= Critical Mach number =

Concept in aerodynamics

Transonic flow patterns on an aircraft wing, showing the effects below and above the critical Mach number. Note that the top airfoil illustrates all speeds below the critical Mach number. It doesn't highlight reaching the critical Mach number by showing a point on the upper surface where the speed first becomes sonic (as is shown in published texts).

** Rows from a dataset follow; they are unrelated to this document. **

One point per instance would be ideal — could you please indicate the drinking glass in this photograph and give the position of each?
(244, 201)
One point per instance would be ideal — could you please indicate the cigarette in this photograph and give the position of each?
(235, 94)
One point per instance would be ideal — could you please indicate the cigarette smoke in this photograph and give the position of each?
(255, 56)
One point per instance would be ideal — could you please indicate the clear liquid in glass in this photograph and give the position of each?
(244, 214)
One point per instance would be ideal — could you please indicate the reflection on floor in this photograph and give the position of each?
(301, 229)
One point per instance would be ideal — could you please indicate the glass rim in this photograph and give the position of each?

Airliners cruise at speeds just below the speed of sound. An important speed which the aircraft flies through just before reaching cruising speed occurs when the air flowing over the wing reaches the speed of sound. It is known as the critical Mach number (Mcr). Further increase in aircraft speed to the cruise value produces a region of supersonic flow which ends in a shock wave. Beyond the cruise speed, at the drag-divergence Mach number, the shock wave, and any attendant separated flow, produces too much drag for economical flight.

==Aircraft flight==

In aircraft not designed to fly at or above the critical Mach number, the shock waves that form in the airflow over the wing and tailplane cause Mach tuck and may be sufficient to stall the wing, render the control surfaces ineffective, or lead to loss of control of the aircraft. These problematic phenomena appearing at or above the critical Mach number were eventually attributed to the compressibility of air. Compressibility led to a number of accidents involving high-speed military and experimental aircraft in the 1930s and 1940s.

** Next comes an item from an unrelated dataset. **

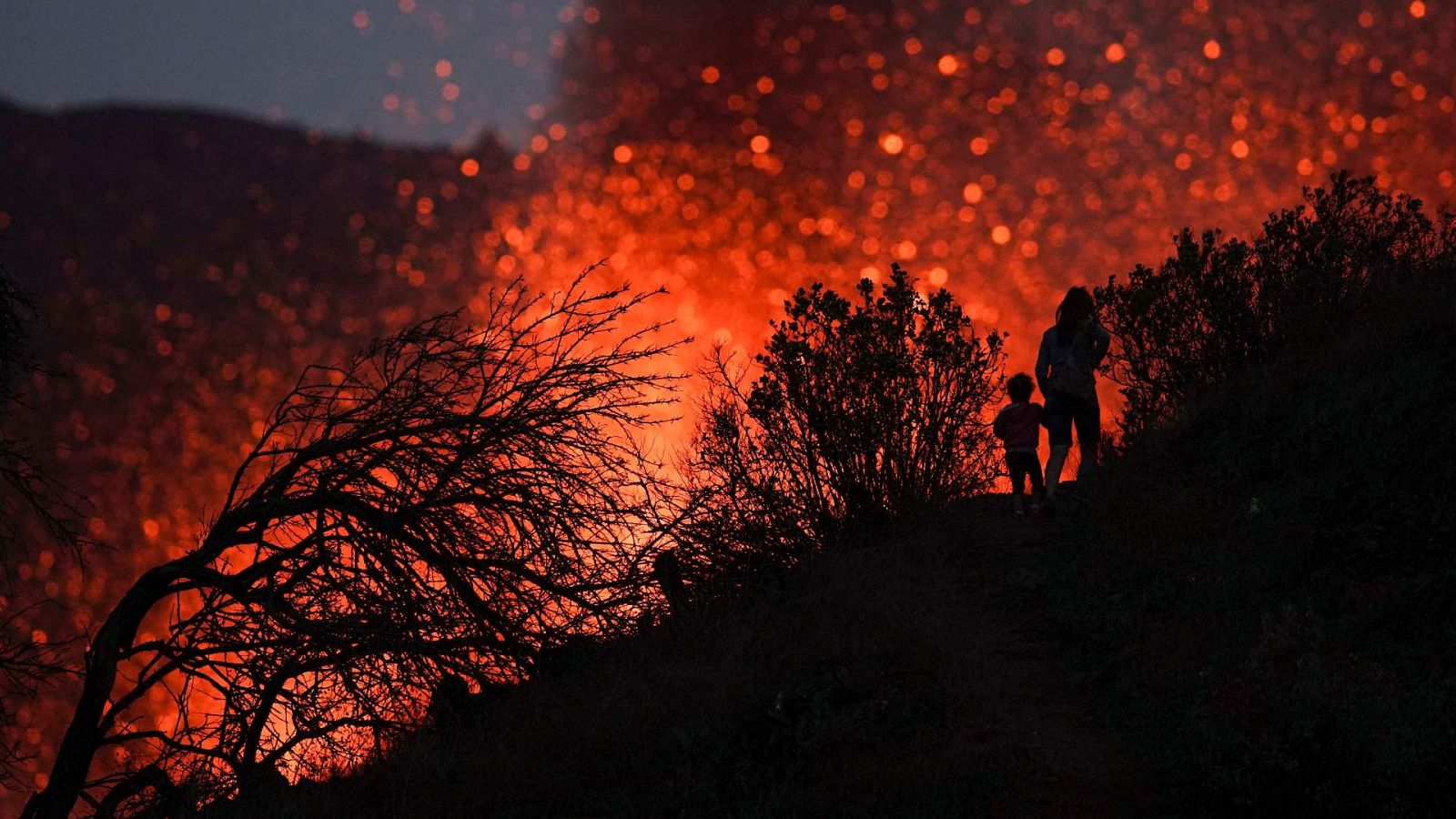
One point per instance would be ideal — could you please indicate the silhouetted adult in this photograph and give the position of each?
(1067, 373)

The challenge of designing an aircraft to remain controllable approaching and reaching the speed of sound was the origin of the concept known as the sound barrier. 1940s-era military subsonic aircraft, such as the Supermarine Spitfire, Bf 109, P-51 Mustang, Gloster Meteor, He 162, and P-80, have relatively thick, unswept wings, and are incapable of reaching Mach 1.0 in controlled flight. In 1947, Chuck Yeager flew the Bell X-1 (also with an unswept wing, but a much thinner one), reaching Mach 1.06 and beyond, and the sound barrier was finally broken.

Early transonic military aircraft, such as the Hawker Hunter and F-86 Sabre, were designed to fly satisfactorily even at speeds greater than their critical Mach number. They did not possess sufficient engine thrust to reach Mach 1.0 in level flight, but could do so in a dive and remain controllable.

The actual critical Mach number varies from wing to wing. In general, a thicker wing will have a lower critical Mach number, because a thicker wing deflects the airflow passing around it more than a thinner wing does, and thus accelerates the airflow to a faster speed. For instance, the fairly-thick wing on the P-38 Lightning has a critical Mach number of about .69. The aircraft could occasionally reach this speed in dives, leading to a number of crashes. The Supermarine Spitfire's much thinner wing gave it a considerably higher critical Mach number (about 0.89).